Key Word Sign
Key Word Sign is a tool that can be used to support children and adults with communication difficulties to understand and get their message across to others. Key Word Sign (KWS) adds signs to spoken words, but is not a sign language. The key words in a message are signed.
It uses manual signs, natural gesture and facial expression. Key Word Sign is used to support social interactions, communication and language skills for people who may have difficulties with attention, language understanding and expression, and understanding and producing speech. This visual communication support system is often used with children and adults who have communication difficulties.
Key Word Sign uses a core vocabulary of specific words/signs. It is made up of signs thought to be most useful for children and adults with communication and language difficulties. Signed vocabulary can also be added to suit the individual needs of the user. In Australian Key Word Sign, each word (concept) matches a sign borrowed from Auslan – Australian sign language.

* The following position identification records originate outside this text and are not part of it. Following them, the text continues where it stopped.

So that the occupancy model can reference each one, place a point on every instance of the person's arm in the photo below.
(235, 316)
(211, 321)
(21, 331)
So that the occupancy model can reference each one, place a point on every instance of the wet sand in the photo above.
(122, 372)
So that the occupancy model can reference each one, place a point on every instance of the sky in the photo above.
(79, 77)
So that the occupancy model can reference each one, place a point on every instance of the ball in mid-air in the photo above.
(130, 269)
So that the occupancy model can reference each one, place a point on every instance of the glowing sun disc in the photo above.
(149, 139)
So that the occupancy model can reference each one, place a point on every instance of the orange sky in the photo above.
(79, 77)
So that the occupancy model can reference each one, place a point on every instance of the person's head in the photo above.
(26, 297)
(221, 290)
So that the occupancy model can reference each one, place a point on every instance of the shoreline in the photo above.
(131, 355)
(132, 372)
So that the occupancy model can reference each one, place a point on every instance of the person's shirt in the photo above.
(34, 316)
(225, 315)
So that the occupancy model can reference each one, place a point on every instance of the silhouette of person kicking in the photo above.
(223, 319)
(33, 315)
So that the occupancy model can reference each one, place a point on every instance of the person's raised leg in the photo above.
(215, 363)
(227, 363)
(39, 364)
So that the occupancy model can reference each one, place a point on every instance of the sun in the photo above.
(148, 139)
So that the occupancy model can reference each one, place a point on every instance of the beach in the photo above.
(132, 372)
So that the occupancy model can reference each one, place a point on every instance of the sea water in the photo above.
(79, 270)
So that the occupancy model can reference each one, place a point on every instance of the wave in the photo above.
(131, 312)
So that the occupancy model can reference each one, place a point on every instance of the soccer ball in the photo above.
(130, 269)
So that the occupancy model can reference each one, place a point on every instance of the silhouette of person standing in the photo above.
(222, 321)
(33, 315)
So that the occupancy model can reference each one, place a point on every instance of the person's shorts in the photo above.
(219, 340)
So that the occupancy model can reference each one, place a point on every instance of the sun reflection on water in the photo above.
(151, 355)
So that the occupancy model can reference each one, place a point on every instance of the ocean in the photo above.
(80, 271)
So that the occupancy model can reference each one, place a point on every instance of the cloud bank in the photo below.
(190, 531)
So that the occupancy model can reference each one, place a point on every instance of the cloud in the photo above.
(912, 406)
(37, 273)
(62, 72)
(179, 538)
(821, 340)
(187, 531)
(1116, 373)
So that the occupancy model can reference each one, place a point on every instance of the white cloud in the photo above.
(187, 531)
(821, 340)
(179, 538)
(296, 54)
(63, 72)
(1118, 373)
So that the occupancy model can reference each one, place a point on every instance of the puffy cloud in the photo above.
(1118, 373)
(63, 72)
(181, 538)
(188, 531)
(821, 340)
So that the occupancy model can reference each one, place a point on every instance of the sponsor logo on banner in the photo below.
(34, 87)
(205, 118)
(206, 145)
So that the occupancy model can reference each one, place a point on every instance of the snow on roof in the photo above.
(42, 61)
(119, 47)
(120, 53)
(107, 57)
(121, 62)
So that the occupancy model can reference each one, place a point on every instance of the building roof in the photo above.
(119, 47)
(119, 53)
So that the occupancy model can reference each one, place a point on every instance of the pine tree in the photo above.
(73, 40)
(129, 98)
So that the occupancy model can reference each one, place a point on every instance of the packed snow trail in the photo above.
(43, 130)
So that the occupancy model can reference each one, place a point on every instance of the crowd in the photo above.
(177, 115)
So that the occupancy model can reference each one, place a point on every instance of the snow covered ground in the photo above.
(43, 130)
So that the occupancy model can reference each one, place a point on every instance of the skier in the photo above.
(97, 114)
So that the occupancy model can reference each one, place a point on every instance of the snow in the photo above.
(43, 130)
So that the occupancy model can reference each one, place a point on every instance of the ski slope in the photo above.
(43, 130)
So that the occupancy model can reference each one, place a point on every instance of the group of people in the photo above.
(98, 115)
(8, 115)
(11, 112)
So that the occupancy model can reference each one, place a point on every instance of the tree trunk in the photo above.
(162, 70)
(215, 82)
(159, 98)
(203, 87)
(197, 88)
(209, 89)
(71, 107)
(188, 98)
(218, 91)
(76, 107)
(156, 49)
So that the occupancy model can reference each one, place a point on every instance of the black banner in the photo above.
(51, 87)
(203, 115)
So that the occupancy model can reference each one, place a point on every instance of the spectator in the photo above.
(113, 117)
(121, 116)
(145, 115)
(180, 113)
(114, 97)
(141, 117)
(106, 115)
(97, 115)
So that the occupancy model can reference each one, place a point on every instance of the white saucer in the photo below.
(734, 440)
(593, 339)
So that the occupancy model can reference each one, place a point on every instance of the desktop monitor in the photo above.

The main features of Key Word Sign include
- sign the main words but say the whole sentence
- use natural gesture and facial expression
- uses some finger spelling
- signs come from the official sign language of the region
The communication partner of the person who is deafblind may use the signs to communicate a message to the person with deafblindness and/or to support the understanding of a spoken message. Some people with deafblindness may also use Key Word Sign to communicate their own messages to others. If the person with deafblindness does not have enough functional vision to see the signs, Key Word signs can be modified to tactile forms. Strategies such as lighting, positioning and clothing colour contrast can be used to make signs more visible, where someone is using residual vision to see the signs.
In Australia, Key Word Sign was known as Makaton until around 2010. Makaton is a trademarked term with its origins in the United Kingdom and officially, is a term no longer used in Australia.